Each month, Pasadena Beautiful Tree Program Chair Emina Darakjy presents a ‘tree of the month’ in order to educate Pasadenans about the trees around them. Many people drive by trees they admire, but have no idea what they are called, or what their growing habits are. Pasadena Beautiful was founded in 1960 by a group of volunteers who saw a need to beautify their city and enhance its tree canopy.
The Coral Gum tree is a small, evergreen, fast-growing tree in the Myrtaceae family, of which the Eucalyptus tree is prominent. It is native to Western Australia and is considered an ornamental tree.
The tree grows to about 20 feet tall with an equal spread.
The word “eucalyptus” comes to us from the Greek words “Eu”, meaning well, and “Kalyptos”, meaning well-covered, which describes the caps that cover the flowers.
The leaves are alternate, spear-like, narrow and long, light gray to yellow-green.

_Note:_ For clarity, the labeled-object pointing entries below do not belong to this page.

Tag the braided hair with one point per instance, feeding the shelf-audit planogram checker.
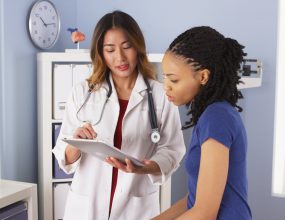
(205, 48)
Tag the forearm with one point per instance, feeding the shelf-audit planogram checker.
(72, 154)
(174, 211)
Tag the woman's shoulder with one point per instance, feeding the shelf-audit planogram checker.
(80, 88)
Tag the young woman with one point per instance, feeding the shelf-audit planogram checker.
(200, 68)
(113, 105)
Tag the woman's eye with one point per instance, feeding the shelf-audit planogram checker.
(127, 46)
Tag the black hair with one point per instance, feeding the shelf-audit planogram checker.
(205, 48)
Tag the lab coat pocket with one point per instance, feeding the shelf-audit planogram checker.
(144, 208)
(77, 207)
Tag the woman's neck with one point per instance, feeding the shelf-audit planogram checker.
(124, 86)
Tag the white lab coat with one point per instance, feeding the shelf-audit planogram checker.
(136, 196)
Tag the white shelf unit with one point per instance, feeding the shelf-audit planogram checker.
(46, 63)
(12, 192)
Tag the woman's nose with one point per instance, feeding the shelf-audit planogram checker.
(120, 55)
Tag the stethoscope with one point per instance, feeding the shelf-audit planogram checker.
(155, 135)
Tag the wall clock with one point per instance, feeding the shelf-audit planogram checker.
(44, 24)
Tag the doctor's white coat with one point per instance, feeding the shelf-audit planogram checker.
(136, 196)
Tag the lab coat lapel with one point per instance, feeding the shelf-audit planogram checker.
(136, 96)
(137, 93)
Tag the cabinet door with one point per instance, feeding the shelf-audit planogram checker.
(62, 85)
(60, 191)
(80, 72)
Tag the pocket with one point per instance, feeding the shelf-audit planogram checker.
(144, 208)
(77, 207)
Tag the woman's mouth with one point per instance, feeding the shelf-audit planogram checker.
(170, 98)
(123, 67)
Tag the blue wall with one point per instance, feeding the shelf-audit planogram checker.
(253, 23)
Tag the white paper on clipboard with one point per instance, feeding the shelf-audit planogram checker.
(100, 149)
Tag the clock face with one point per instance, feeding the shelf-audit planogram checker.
(44, 24)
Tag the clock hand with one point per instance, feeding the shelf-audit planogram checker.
(43, 22)
(49, 24)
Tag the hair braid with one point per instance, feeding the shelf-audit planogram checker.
(205, 48)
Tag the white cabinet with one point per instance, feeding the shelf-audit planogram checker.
(18, 200)
(57, 73)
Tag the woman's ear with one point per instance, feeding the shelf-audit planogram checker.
(204, 76)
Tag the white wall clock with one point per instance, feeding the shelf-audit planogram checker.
(44, 24)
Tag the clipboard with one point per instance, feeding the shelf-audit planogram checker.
(100, 149)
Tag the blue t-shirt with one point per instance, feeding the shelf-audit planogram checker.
(222, 122)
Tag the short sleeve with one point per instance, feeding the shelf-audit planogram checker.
(216, 123)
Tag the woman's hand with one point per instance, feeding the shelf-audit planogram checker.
(85, 132)
(150, 167)
(72, 153)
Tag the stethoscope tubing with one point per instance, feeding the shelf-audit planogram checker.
(152, 113)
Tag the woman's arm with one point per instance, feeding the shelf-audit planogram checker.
(211, 183)
(177, 209)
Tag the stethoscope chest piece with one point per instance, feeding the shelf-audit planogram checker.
(155, 137)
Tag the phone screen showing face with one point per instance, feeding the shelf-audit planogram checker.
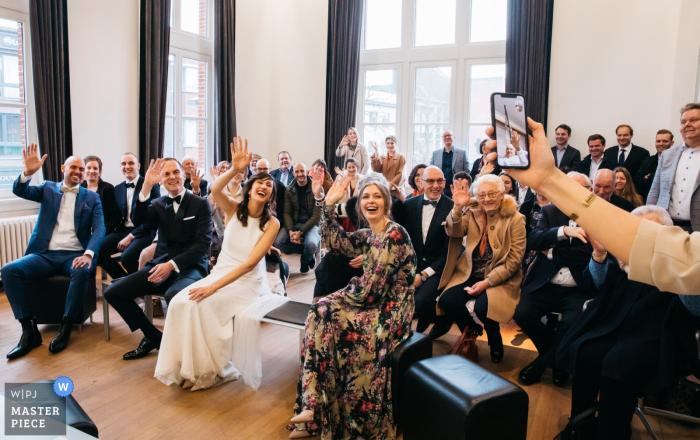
(510, 125)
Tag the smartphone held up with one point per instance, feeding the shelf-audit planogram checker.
(510, 128)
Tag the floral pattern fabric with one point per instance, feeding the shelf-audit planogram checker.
(350, 335)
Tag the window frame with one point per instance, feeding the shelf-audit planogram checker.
(463, 54)
(8, 201)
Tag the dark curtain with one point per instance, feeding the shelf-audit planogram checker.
(154, 48)
(342, 72)
(49, 42)
(224, 77)
(528, 49)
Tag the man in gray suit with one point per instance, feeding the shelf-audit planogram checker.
(675, 185)
(450, 160)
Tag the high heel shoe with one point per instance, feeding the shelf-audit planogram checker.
(304, 417)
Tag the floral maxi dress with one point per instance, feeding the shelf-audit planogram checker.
(345, 360)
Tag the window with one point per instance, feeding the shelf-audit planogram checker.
(428, 66)
(188, 125)
(16, 97)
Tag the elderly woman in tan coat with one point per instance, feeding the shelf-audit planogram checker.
(489, 270)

When the tree is young, the branches are a pretty red color.
The trunk/bark is rough, gray-black, and furrowed.
The tree blooms from October through early summer. Colorful buds with caps that resemble tiny lanterns are first to appear. The caps then drop, exposing a dazzling display of dainty fringed flowers in shades of white, pink, red and coral.
The Eucalyptus torquata is considered drought-tolerant, can do well in any type of soil conditions, prefers full sun, and tolerates pollution. There are no significant pest problems to report at the present.
Other than some staking and light pruning when the tree is very young, this tree requires hardly any maintenance after that.
The Eucalyptus torquata makes a good street tree, even in very narrow parkway widths. It also makes a good ornamental tree in a garden, grown in a standard form, or as a large shrub.
This is a beautiful, small, long-blooming tree that attracts bees, birds, butterflies, and all nectar-loving wildlife.